As much as mistakes are heralded and lauded in each commencement speech from Harvard to Stanford, they seldom feel that way while you are free-falling out of control. Like when you lose your home. Or job. Or mother. Or marriage. Or health. The sensation of spinning is never a welcome sensation. Instead, we flail about trying to latch on to anything to prevent the inevitable broken bones we receive on impact; desperate to cling to every hope, false or otherwise, that eases us down.

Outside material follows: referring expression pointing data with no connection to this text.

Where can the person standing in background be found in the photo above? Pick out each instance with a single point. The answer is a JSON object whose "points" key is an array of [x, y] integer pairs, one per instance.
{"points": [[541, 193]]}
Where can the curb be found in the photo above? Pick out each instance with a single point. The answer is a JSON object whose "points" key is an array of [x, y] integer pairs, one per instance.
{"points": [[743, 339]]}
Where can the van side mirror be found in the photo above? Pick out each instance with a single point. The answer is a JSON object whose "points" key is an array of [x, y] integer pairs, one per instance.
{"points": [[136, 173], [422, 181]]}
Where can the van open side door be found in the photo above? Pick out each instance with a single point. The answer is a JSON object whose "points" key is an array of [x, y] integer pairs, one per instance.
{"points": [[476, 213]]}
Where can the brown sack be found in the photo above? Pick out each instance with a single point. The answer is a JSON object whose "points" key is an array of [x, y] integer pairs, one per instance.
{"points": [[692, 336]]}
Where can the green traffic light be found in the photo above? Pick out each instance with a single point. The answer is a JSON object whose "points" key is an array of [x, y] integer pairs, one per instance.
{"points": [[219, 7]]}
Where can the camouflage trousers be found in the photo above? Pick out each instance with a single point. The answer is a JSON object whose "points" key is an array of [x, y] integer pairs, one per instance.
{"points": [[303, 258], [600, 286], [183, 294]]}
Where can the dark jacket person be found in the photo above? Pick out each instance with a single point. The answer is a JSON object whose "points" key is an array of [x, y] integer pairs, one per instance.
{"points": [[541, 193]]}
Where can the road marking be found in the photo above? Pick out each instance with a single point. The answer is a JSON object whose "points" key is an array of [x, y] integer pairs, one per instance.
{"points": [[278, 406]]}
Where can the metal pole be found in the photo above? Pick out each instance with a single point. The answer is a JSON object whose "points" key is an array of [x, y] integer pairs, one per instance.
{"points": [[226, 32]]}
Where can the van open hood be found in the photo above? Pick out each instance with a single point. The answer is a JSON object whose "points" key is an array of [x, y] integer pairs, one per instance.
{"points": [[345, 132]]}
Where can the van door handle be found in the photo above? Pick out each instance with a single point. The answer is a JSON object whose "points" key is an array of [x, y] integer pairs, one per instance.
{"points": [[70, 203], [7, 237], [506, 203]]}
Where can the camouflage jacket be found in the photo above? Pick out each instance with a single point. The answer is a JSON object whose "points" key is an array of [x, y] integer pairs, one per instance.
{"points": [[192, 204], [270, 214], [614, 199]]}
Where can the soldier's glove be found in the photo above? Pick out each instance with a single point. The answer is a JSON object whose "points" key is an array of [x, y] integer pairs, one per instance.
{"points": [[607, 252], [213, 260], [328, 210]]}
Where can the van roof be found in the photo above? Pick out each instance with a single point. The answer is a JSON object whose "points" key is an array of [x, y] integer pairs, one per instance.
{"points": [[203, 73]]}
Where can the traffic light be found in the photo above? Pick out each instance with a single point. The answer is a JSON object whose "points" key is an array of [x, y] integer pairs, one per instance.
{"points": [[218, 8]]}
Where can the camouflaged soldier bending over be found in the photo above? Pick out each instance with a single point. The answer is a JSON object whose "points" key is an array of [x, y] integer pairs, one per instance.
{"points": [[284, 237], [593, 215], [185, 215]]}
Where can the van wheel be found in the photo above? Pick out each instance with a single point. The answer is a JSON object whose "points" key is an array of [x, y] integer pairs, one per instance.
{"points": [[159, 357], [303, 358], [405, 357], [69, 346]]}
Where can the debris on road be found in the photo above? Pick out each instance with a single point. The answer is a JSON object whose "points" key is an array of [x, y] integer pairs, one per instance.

But the truth is, as you lay for some time in the dust, you realize, you must rise again. You simply must. And eventually we do. We don our finest and face the disaster head on. Probably not at first, but if we survive the catastrophe, or for some, multiple catastrophes, we simply must stand. Personally, I am buoyed by Vince Lambardi’s words, “It does not matter how many times you get knocked down, but how many times you get up.” I guess you could say this has been my motto, and one that keeps me looking up and out, smiling, as I get my feet under me once again.
One way to remember that the glass is half full or that there is always lemonade to be made, even when all around it seems to be raining cats and dogs, is to dress for success. This I learned first hand, standing on the edge of my mother’s bed (so I could peer into her top drawers) as she dressed for a Saturday night. Those top drawers were the best ones as they contained colorful silk scarves and shiny trinkets in small boxes, and as my mother peered into the mirror to add her finishing touches I marveled at how a woman who minutes before was dashing about the yard with her hair in a ponytail could turn on a dime into a glam icon. Saturday night is not for staying in or eating ice cream from a container, oh no, it is for dancing and dining and glittering in the night with a table lit by the laughter of friends and family.
There is plenty to get back up for when you invite the world into yours, when you share your exuberance, and when you say yes to the party. This I learned from not only my mother, but her whole generation, who showed up at each other’s birthdays, and anniversaries, for baptisms and graduations, and in the end, funerals, and in doing so, built lasting communities in a way that many of us can only realize in faded photos. But, I suggest, be the pride and joy, raise a glass, salute the world, and live the life of Riley, high on the hog, even if you’re working 9 to 5, live the dream.
Don’t cry over spilt milk, instead, go have the time of your life, for there’s no time like the present, to go back to the drawing board and realize every cloud has a silver lining, at least once in a blue moon.